The court dismissed the constitutional civil rights appeal from a case raising issues of denial of access to court, court bias and issues of misconduct of judicial officers and court personnel OUTSIDE of court proceedings and thus not subject to any judicial immunity, without even wanting to see what I MIGHT say in the Appellant's brief - before such Appellant's brief was even filed.

So, when you, ladies and gentlemen, file a constitutional appeal with the 2nd Circuit, you have two options - either a "troika-court" of three senior status judges who pretended to read the case, but rubber stamp a denial of the appeal in a summary "non-precedential decision", or you get an active-duty "troika court" dismissing the appeal without even having an opportunity to review it.

And that is happening while a civil rights litigant has a right to FULL appellate review DE NOVO of all legal issues raised in the lower court.

I guess, the 2nd Circuit is afraid of my ability in raising those legal issues that they dismissed the appeal without allowing me to file an Appellant's brief?

By the way, in that same blog where I provided a table of ages of the judges of the 2nd Circuit, I suggested that instead of appointing 2nd Circuit judges for life, people should change this status quo by introducing to elect federal judges.  That would have been a shock to the system of the 2nd Circuit judges who have become too comfortable in their jobs and allow themselves to do whatever their whims tell them, and not what the law requires them to do. 

I am not at all surprised that the retaliation came, and that the retaliation came, "accidentally", the very next day after I did not appear in the fabricated criminal proceeding in my disciplinary action where my disciplinary prosecutor asked the court to put me in jail for 30 days for violating my own privacy.  

I wonder what the 4th Department's ruling on the criminal proceeding will be, as I obviously was not curious enough to appear there and verify it in person.

As to this decision by the 2nd Circuit "troika court" in Neroni v. Peebles (that I published in this blog above), I will certainly publish the entire "non-meritorious" Neroni v Peebles lawsuit, with exhibits and all, on Facebook, by the end of this week.  

When I publish it, the public will be the judge as to whether there are "no arguably meritorious issues" for discussion, or whether the 2nd Circuit and every one of its judges had an institutional interest to hide these issues as far as possible and prevent any review of issues raised in my lawsuit.

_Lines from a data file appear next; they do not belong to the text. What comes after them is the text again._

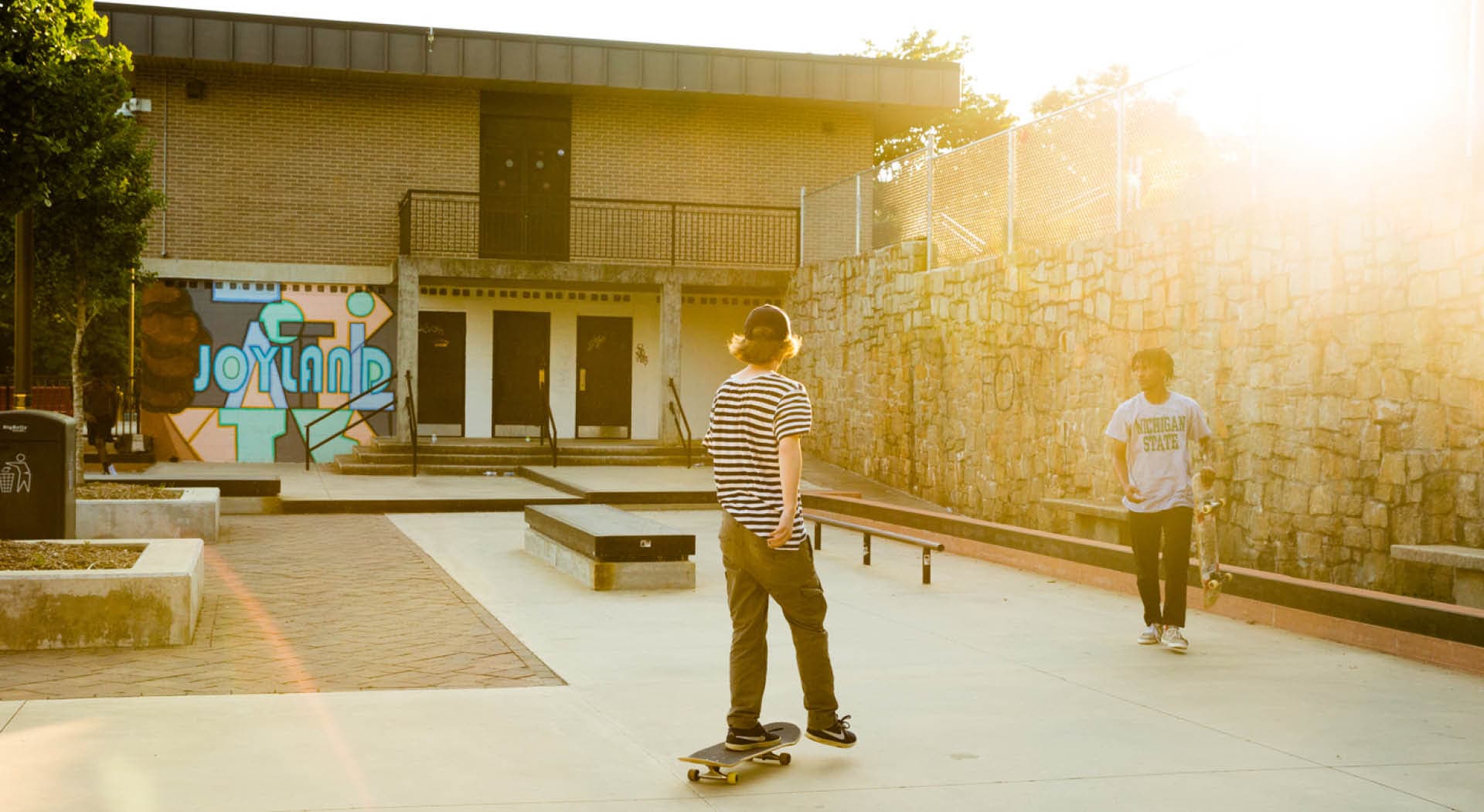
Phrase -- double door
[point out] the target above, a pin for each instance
(521, 375)
(524, 175)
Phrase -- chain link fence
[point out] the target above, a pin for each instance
(1201, 138)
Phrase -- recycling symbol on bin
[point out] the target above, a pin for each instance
(15, 477)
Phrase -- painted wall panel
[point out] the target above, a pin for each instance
(233, 372)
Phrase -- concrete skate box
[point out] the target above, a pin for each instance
(608, 533)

It's funny that what I raise in lawsuits is, first, declared as having no merit, and about 2 years down the road, I hear the same ideas from the speech of some high-and-mighty government official as his own novel and progressive ideas.

While such "noble" tricks makes one puke, the point is that I want the public to know what KIND of ideas our glorious federal courts and judges, sworn to protect the U.S. Constitution and citizens of the U.S. of America from violations of that Constitution, consider so lacking in merit that they dismiss an appeal BEFORE THE APPELLANT'S BRIEF WAS FILED, and without even setting the deadline for filing such a brief.

And that is, after the court below also dismissed the case before it was even served.

And that was after the 3rd Department and its Professional Conduct Committee engaged in an ex parte communication and left my disciplinary case when Neroni v. Peebles was filed and when the requests to waive service were sent out to defendants.

Something is fishy in the state of New York.   Read Neroni v. Peebles and find out what exactly is so fishy and so sensitive that two courts refused me access to the courts with those issues.

As to what I am going to do next with Neroni v. Peebles, I will notify the public through this blog when any next steps will be made.

Please, give me until the end of this week to publish Neroni v. Peebles on Facebook.

I will provide a link to the lawsuit here or will make a short new blog notifying of the update.